Hut site, Coolroe, Co. Kerry
Co. Kerry |
Settlement Sites
On the lower northern slopes of Knockroe in County Kerry, a low mound of sod and tumbled stone sits quietly beside the Glasheencorgoad stream.
What makes it worth a second look is not its modest height, barely 0.7 metres above the surrounding ground, but what lies beneath: somewhere inside the collapsed remains of this subcircular drystone hut, an opening leads down into a souterrain. A souterrain is an underground stone-lined passage or chamber, typically associated with early medieval settlement in Ireland, and often used for storage or refuge. When the site was surveyed, flooding had made it impossible to enter, so whatever the passage contains below remains unseen.
The hut itself measures roughly 5.5 metres in diameter with walls about 2.4 metres thick, built in the drystone manner, meaning stone laid without mortar, relying on careful fitting and weight for stability.

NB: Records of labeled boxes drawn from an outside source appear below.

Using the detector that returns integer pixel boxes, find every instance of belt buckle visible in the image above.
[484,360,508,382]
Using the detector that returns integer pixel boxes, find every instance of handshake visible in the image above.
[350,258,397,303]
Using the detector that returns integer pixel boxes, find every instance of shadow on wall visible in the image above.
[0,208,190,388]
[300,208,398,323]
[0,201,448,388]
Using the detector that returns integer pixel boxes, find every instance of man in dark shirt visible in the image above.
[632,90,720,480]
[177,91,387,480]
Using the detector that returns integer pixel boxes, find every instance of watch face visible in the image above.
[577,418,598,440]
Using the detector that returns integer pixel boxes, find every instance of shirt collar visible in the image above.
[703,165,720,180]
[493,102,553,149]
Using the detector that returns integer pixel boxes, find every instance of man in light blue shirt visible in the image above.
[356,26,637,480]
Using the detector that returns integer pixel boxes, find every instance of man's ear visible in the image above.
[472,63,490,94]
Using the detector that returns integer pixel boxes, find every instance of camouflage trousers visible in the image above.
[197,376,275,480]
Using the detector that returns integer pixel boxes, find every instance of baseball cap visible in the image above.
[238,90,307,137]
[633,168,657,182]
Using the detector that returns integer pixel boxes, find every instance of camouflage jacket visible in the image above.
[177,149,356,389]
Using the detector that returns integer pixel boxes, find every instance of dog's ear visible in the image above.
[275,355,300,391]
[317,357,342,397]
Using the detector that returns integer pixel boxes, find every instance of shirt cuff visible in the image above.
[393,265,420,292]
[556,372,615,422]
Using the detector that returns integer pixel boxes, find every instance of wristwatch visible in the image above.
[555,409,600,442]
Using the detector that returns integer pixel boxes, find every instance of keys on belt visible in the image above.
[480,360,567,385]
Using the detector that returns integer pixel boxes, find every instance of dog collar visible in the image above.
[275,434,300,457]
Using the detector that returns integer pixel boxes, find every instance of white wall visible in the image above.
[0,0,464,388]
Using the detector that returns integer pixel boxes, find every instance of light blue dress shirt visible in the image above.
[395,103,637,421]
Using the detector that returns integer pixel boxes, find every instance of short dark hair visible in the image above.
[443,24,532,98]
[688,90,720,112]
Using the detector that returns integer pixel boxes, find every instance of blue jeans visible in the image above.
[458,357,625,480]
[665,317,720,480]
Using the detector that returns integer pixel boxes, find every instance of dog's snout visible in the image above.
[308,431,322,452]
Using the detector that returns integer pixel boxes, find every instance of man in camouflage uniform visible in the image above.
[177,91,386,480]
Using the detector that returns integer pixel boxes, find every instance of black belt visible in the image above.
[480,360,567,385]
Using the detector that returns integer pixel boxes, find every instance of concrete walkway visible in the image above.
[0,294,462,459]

The entrance, if that is indeed what it is, lies in the disturbed southeastern sector, and a scatter of displaced roofing lintels on the ground surface suggests the structure was once properly roofed. The whole thing is now buried under accumulating sod, giving it the appearance of a grassy mound rather than anything obviously architectural. A possible identification connects it to a place name recorded by Ó Cíobháin in 1978 as Lios Cúláin, a lios being a term for an enclosed or fortified settlement, though the connection remains tentative.